Reputation: 57
I generated a dataset holding two distinct columns: an ID column associated to a customer and another column associated to his/her active products:
head(df_itemList)
ID PRD_LISTE
1 1 A,B,C
3 2 C,D
4 3 A,B
5 4 A,B,C,D,E
7 5 B,A,D
8 6 A,C,D
I only selected customers that own more than one product. In total I have 589.454 rows and there are 16 different products.
Next, I wrote the data.frame into an csv-file like this:
df_itemList$ID <- NULL
colnames(df_itemList) <- c("itemList")
write.csv(df_itemList, "Basket_List_13-08-2020.csv", row.names = TRUE)
Then, I converted the csv-file into a basket format in order to apply the apriori algorithm as implemented in the arules-package.
library(arules)
txn <- read.transactions(file="Basket_List_13-08-2020.csv",
rm.duplicates= TRUE, format="basket",sep=",",cols=1)

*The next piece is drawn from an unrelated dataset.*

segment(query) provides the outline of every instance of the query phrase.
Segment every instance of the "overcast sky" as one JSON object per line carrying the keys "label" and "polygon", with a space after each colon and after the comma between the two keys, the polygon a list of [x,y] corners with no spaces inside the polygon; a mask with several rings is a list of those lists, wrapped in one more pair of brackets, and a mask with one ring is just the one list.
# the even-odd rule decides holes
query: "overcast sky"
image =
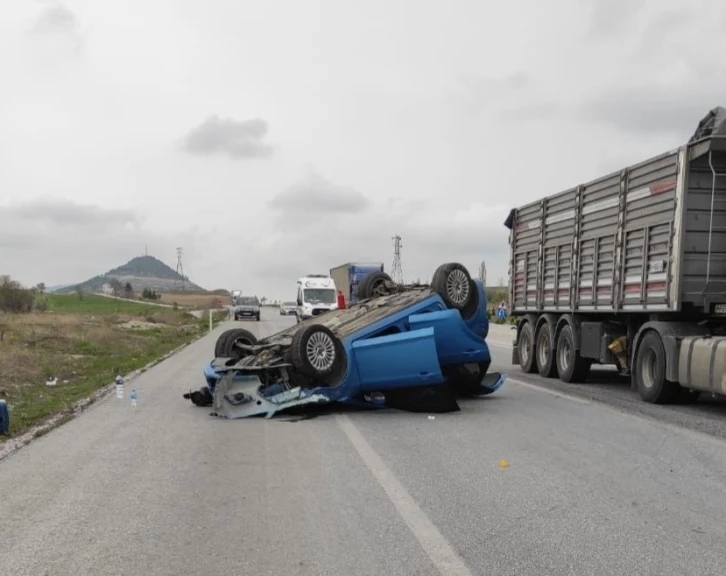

txn@itemInfo$labels <- gsub("\"","",txn@itemInfo$labels)
The summary-function yields the following output:
summary(txn)
transactions as itemMatrix in sparse format with
589455 rows (elements/itemsets/transactions) and
1737 columns (items) and a density of 0.0005757052
most frequent items:
A,C A,B C,F C,D
57894 32150 31367 29434
A,B,C (Other)
29035 409575
element (itemset/transaction) length distribution:
sizes
1
589455
Min. 1st Qu. Median Mean 3rd Qu. Max.
1 1 1 1 1 1
includes extended item information - examples:
labels
1 G,H,I,A,B,C,D,F,J
2 G,H,I,A,B,C,F
3 G,H,I,A,B,K,D
includes extended transaction information - examples:
transactionID
1
2 1
3 3
Now, I tried to run the apriori-algorithm:
basket_rules <- apriori(txn, parameter = list(sup = 1e-15,
conf = 1e-15, minlen = 2, target="rules"))
This is the output:
Apriori
Parameter specification:
confidence minval smax arem aval originalSupport maxtime support minlen maxlen target ext
0.01 0.1 1 none FALSE TRUE 5 1e-15 2 10 rules TRUE
Algorithmic control:
filter tree heap memopt load sort verbose
0.1 TRUE TRUE FALSE TRUE 2 TRUE
Absolute minimum support count: 0
set item appearances ...[0 item(s)] done [0.00s].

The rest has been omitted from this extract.